Table 1: Stiffness measurements on MRE phantom with different compressed sensing (CS) factors.

CS factor No 1.1 1.2 1.3 1.4 1.5 1.6 1.7 1.8 1.9 2.0

Stiffness (kPa) 5.63 5.55 5.54 5.54 5.50 5.51 5.52 5.50 5.45 5.40 5.35

Conclusion

We have successfully demonstrated a 2D FFE MR elastography technique with CS that shortens scan time and thus breath hold duration. In phantom studies and 8 human volunteers, we have demonstrated no significant difference in measured stiffness between 2D FFE MRE with or without CS. CS MRE may be particularly clinically useful in children and adults with limited breath hold capacity.

Acknowledgements

No acknowledgement found.

References

[1] Yin et.al, Radiology 2016, 278(1):114-24. [2] Xanthakos et. al, J Pediatr 2014, 164(1):186-8. [3] Serai et. al, Abdom Imaging 2015, 40(4): 789-94. [4] Lustig et. al. MRM 2007, 58(6), 1182-1195

Figures

Figure 1. Representative FFE MRE images on phantom without CS (left column), with CS factor=1.5 (middle column), and with CS factor=2 (right column). Top row: magnitude images. Middle row: phase images. Bottom row: MR elastograms.

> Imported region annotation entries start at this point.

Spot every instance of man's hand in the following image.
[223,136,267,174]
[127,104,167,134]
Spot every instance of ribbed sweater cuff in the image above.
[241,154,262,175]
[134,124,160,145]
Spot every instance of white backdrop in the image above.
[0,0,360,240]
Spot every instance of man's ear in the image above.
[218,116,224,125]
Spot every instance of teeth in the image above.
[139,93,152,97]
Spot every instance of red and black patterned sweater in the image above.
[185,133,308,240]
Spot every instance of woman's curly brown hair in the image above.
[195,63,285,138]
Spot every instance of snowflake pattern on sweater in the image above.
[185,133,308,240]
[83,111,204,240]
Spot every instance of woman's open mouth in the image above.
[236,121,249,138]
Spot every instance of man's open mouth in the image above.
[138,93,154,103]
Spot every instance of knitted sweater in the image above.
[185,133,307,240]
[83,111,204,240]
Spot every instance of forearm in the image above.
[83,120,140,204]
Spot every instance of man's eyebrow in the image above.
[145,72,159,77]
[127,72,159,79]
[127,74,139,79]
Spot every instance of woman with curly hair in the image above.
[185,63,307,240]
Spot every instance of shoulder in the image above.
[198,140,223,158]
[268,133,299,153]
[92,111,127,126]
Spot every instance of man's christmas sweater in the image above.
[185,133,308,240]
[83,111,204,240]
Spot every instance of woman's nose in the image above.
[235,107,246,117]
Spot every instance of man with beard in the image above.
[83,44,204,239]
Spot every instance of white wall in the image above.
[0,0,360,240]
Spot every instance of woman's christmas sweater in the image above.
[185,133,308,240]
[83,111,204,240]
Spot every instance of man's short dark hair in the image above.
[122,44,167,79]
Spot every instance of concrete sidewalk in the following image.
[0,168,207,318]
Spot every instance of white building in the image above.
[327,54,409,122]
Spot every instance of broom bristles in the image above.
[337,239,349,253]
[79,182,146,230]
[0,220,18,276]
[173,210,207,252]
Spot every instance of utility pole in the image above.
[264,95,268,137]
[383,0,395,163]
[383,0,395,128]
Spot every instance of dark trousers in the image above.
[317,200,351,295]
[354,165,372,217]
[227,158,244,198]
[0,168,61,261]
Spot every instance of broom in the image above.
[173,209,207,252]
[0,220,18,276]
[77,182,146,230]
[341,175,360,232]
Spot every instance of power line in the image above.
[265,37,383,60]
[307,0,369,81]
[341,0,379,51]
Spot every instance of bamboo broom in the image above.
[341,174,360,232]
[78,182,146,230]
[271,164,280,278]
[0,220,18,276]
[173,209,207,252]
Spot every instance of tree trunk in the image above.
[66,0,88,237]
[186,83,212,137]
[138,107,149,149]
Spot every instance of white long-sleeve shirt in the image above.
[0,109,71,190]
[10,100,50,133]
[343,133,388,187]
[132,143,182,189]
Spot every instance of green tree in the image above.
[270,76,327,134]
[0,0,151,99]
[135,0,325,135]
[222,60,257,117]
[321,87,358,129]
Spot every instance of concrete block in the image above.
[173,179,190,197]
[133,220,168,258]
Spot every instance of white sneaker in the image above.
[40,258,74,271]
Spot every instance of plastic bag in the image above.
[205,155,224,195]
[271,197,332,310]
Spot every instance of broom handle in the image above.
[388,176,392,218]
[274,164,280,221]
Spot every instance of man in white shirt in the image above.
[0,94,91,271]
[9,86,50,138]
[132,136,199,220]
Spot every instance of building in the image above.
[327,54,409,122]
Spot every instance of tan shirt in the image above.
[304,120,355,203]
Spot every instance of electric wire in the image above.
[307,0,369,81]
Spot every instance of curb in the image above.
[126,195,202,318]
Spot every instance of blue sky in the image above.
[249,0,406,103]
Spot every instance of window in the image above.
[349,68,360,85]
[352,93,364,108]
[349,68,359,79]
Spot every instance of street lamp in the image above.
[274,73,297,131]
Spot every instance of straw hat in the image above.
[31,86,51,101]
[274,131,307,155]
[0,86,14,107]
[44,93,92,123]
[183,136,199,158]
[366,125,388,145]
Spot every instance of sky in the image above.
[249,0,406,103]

Figure 2: Representative FFE MRE images in one volunteer without CS (left column), with CS factor=1.5 (middle column), and with CS factor=2 (right column). Top row: magnitude images. Middle row: phase images. Bottom row: MR elastograms.

Figure 3. Scatter plot of liver stiffness measurements obtained from conventional FFE versus CS=1.5 in 8 subjects (r=0.988). Solid blue line is the line of best fit for presented data. The dotted red lines are the 95% confidence limits.

Figure 4. Scatter plot of liver stiffness measurements obtained from conventional FFE versus CS=2 in 8 subjects (r=0.996). Solid blue line is the line of best fit for presented data. The dotted red lines are the 95% confidence limits.

Figure 5. Mean ROI area in 8 volunteer subjects. ROI size decreases with increasing CS factor (p=0.0001).